De hecho, Titmus ya arrebató a Ledecky la medalla de oro en esta misma prueba en los Mundiales disputados en el verano de 2019 en la ciudad surcoreana de Gwangju,

Resultado que no pocos achacaron a la enfermedad, nunca especificada, de la norteamericana, que dos días después se vio obligada a renunciar a participar en la final de los 1.500, en la que Ledecky partía con el mejor tiempo de todas las participantes.

Sin embargo, el triunfo de Titmus, tras una espectacular remontada en el último largo, abrió las puertas a una posibilidad hasta entonces inimaginable: la invencible Ledecky era batible.

La posibilidad fue ganando poco a poco enteros con la sensacional temporada de la nadadora oceánica, que el pasado mes de junio amenazó muy seriamente el récord del mundo -3:56.46- de los 400 libre de Ledecky, tras quedarse a tan sólo 44 centésimas de la plusmarca de la norteamericana.

Serios avisos que no pasaron desapercibidos para Ledecky, campeona olímpica de los 400 libre en los Juegos de Río, que pareció reconducir la situación tras superar por 1.21 a la australiana Titmus en las preliminares disputadas el domingo.

Era una pequeña victoria que pareció reafirmar el planteamiento de Katie Ledecky que salió dispuesta a reventar la fina desde el primer largo, consciente de que si llegaba igualada con Titmus a los últimos menos no podría contener el explosivo final de la oceánica.
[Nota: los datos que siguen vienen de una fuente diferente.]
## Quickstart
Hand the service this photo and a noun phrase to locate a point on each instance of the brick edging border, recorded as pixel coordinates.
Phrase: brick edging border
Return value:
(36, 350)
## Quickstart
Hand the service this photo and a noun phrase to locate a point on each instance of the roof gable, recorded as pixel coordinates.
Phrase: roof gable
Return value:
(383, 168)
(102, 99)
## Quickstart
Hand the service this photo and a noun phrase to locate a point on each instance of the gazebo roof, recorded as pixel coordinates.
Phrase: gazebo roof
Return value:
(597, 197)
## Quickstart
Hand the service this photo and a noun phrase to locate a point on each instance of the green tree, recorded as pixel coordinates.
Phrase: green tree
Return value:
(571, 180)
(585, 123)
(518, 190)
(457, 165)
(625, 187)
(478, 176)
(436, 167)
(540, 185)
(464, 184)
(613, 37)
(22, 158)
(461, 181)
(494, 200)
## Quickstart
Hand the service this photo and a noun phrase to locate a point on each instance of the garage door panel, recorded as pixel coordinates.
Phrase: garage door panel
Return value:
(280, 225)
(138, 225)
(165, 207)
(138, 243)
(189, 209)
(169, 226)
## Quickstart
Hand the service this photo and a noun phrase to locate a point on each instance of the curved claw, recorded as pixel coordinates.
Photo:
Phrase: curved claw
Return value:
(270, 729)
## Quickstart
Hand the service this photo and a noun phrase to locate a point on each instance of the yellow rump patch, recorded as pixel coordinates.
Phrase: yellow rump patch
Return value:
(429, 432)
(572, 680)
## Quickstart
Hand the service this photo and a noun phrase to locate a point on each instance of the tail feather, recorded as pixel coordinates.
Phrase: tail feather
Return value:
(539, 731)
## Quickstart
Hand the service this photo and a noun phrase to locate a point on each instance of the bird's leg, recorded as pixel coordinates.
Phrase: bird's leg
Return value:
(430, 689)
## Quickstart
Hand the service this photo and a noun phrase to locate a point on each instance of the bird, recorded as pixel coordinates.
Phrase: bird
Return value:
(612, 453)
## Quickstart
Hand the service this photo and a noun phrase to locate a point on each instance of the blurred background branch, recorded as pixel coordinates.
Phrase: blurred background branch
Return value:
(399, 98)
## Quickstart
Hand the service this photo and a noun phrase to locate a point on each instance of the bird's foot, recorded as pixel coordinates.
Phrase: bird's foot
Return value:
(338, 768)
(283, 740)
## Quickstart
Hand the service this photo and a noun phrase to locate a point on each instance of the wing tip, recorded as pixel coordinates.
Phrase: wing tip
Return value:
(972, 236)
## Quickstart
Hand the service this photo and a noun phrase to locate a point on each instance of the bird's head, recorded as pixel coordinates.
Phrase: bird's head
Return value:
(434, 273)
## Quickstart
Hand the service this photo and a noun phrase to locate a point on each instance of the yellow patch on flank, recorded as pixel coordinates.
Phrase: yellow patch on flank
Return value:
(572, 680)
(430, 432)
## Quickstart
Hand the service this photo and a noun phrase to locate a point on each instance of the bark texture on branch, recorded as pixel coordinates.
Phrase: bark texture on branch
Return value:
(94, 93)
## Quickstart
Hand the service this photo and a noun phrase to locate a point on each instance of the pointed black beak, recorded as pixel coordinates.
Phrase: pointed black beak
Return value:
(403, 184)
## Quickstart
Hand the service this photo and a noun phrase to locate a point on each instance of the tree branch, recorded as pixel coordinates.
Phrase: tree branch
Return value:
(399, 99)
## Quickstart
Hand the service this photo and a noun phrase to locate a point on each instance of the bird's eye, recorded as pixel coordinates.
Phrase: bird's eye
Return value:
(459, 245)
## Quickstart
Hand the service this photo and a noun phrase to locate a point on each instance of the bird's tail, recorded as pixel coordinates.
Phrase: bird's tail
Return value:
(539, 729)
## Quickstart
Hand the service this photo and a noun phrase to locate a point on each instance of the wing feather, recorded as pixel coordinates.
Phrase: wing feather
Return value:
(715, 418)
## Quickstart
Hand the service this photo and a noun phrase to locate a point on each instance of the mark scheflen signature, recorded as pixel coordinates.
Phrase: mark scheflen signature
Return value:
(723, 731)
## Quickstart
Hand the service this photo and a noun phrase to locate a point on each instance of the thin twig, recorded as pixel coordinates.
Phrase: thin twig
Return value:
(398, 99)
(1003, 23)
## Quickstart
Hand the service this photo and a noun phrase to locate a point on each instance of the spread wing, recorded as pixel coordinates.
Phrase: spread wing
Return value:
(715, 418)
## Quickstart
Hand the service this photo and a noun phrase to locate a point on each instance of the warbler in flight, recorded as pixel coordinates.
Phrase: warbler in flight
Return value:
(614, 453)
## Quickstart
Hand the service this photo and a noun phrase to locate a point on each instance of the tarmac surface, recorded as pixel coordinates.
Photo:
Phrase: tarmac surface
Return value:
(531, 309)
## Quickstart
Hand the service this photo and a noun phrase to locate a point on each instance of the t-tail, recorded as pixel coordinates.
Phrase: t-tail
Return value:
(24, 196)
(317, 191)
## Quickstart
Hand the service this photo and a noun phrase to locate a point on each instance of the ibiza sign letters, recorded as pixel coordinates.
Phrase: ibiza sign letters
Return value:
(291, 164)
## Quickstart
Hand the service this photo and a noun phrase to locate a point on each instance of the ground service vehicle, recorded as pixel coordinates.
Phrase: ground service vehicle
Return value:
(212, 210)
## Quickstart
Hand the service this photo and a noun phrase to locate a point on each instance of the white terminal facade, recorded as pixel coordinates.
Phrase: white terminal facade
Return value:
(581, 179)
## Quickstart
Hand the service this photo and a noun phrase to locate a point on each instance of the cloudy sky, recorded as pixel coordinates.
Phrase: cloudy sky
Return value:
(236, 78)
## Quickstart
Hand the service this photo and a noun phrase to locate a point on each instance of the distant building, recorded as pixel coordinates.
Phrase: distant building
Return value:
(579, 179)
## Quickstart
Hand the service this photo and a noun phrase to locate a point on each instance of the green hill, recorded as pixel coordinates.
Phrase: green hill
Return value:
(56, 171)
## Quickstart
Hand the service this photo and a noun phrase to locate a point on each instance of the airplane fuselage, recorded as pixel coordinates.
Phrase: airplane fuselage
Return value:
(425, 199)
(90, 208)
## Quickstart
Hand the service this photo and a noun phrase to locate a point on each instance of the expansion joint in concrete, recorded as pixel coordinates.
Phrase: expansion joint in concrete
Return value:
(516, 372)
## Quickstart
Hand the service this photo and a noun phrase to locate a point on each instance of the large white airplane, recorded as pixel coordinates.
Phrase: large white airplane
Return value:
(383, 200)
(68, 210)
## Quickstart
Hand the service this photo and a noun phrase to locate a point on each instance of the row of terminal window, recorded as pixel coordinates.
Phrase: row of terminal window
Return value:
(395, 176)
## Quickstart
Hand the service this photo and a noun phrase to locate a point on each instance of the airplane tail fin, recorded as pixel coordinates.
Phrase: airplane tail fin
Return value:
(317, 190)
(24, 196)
Pero de nada le valió a Ledecky tirar desde el principio como una auténtica posesa, ya que a falta de 150 metros para el final de la prueba apena aventajaba en 66 centésimas a la australiana, que se preparaba para asestar el golpe final.

Un golpe que no llegó hasta los dos últimos largos finales, en los que la australiana protagonizó un espectacular cambio de ritmo al que no pudo responder la norteamericana.

Esta circunstancia permitió a Ariarne Titmus llegar ya en primera posición a los últimos cincuenta metros, en los que la oceánica no dejó de meter pies para alzarse con el oro con un tiempo de 3:56.69 minutos.

A 67 centésimas -3:57.36- llegó Katie Ledecky, que tuvo que conformarse con la medalla de plata, mientras que la china Bingjie Li, completó el podio con una marca de 4:01.08 minutos

La derrota no sólo impedirá a Ledecky lograr las cinco medallas de oro a las que aspiraba en Tokio, sino que puede ser el inicio del ascenso al trono de una Ariarne Titmus que todavía deberá vencer a las estadounidense en los 200 y 800 libre si quiere reclamar la corona de reina de la natación mundial.